Research has shown that most people have a negative reaction to such advice because it implies that they aren’t competent to solve their own problems or make their own decisions.


It’s not uncommon to question people who are sick about what they might have done to prevent an illness.

Commenting on the connection between illness and lifestyle (such as the relationship between smoking and heart disease, for example) might have something to do with a need to reassure yourself that you’re less vulnerable than the person who’s sick.

It isn’t likely to benefit someone who’s probably already aware and may be feeling enough shame or remorse as it is.

Rushed positivity

A positive outlook has numerous health benefits, but it’s important to be sensitive to when and how to encourage positive thinking.

“It’s tricky, because positivity can be incredibly powerful, but jumping to being positive at the wrong time has the unintended effect of minimizing a person’s legitimate pain or worry,” Rinker says.

“It’s important to say, not everyone is able to connect with joy, gratitude, or mindfulness, and that’s OK. Sometimes things are really terrible.”

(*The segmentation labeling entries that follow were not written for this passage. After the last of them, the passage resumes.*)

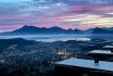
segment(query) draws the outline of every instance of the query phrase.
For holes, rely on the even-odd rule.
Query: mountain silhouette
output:
[[[36,26],[23,26],[22,28],[15,29],[13,31],[2,33],[3,35],[23,35],[23,34],[83,34],[80,29],[63,29],[58,26],[50,28],[36,27]]]

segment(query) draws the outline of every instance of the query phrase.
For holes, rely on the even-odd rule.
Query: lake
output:
[[[96,39],[106,39],[113,40],[112,35],[74,35],[74,34],[59,34],[59,35],[11,35],[11,36],[0,36],[0,39],[11,39],[11,38],[24,38],[27,40],[36,40],[43,42],[53,42],[53,41],[66,41],[66,40],[90,40]]]

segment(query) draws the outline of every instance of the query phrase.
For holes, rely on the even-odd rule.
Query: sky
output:
[[[0,33],[24,25],[113,27],[113,0],[0,0]]]

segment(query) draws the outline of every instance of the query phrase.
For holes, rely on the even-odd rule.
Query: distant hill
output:
[[[22,35],[22,34],[83,34],[80,29],[63,29],[61,27],[54,26],[50,28],[36,27],[36,26],[23,26],[22,28],[15,29],[13,31],[2,33],[2,35]]]
[[[113,34],[113,27],[96,27],[89,28],[87,30],[81,29],[63,29],[61,27],[54,26],[50,28],[36,27],[36,26],[23,26],[22,28],[15,29],[13,31],[1,33],[0,35],[37,35],[37,34]]]
[[[113,34],[113,28],[112,27],[111,28],[96,27],[96,28],[90,28],[90,29],[86,30],[86,33],[89,33],[89,34]]]

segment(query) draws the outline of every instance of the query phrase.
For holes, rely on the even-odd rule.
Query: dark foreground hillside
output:
[[[91,59],[87,56],[89,51],[109,43],[104,40],[37,42],[22,38],[0,39],[0,76],[53,76],[55,62],[72,56]]]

The most important thing to know about end of life conversations is simply that you need to have them, and soon.

“If we are willing to consider that our lives will not last forever and begin conversations when we are not in crisis, things go much more smoothly,” Rinker says. “Talk about it. These conversations will be a bigger gift than you can imagine.”

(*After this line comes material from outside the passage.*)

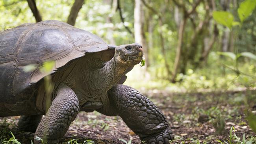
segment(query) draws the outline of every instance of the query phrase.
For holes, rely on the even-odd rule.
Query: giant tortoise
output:
[[[0,116],[22,115],[20,128],[51,144],[61,140],[79,111],[96,111],[120,116],[145,143],[169,144],[172,132],[159,109],[122,85],[142,55],[138,43],[108,45],[56,20],[6,30],[0,33]],[[54,62],[52,70],[40,70],[49,61]],[[37,68],[24,70],[31,65]],[[50,94],[44,79],[49,76]]]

And if there’s someone in your life who’s in palliative care or in hospice care, know that you can keep on having conversations.

“It’s important to remember that a person who’s sick is still here, right up until the point of death, and depending on your faith tradition, maybe even after that,” Dachos encourages.

“No matter how many machines they are hooked up to, people can hear you. Hearing is one of the last senses [to remain at the end of life]. No matter what conscious state a person is in, and no matter how many tubes are running in and out, keep using the present tense. Keep talking to them. Tell them you love them.”

When someone has an illness, broaching the subject can be tricky, and it can be hard to know what to say. Don’t let that stop you.

You may need to brush up on your listening skills or educate yourself about power differentials and cultural differences, but those are investments you won’t regret. Keep in mind that you’re speaking to a person, not a diagnosis, and be alert to changes in how someone feels from day to day.

Set aside plenty of time so you can listen to all your friend or family member needs to share — and be on the lookout for what’s unspoken. Your conversations will be healthier if you can avoid piling on advice or blame.

And for goodness sake, be gentle with yourself. Give yourself time to learn how to communicate and listen well, and get help for yourself if you need it.

“We can all educate ourselves about these things,” Dachos reminds us. “The less afraid we are, the more open we can be, and the more we can be there for other people.”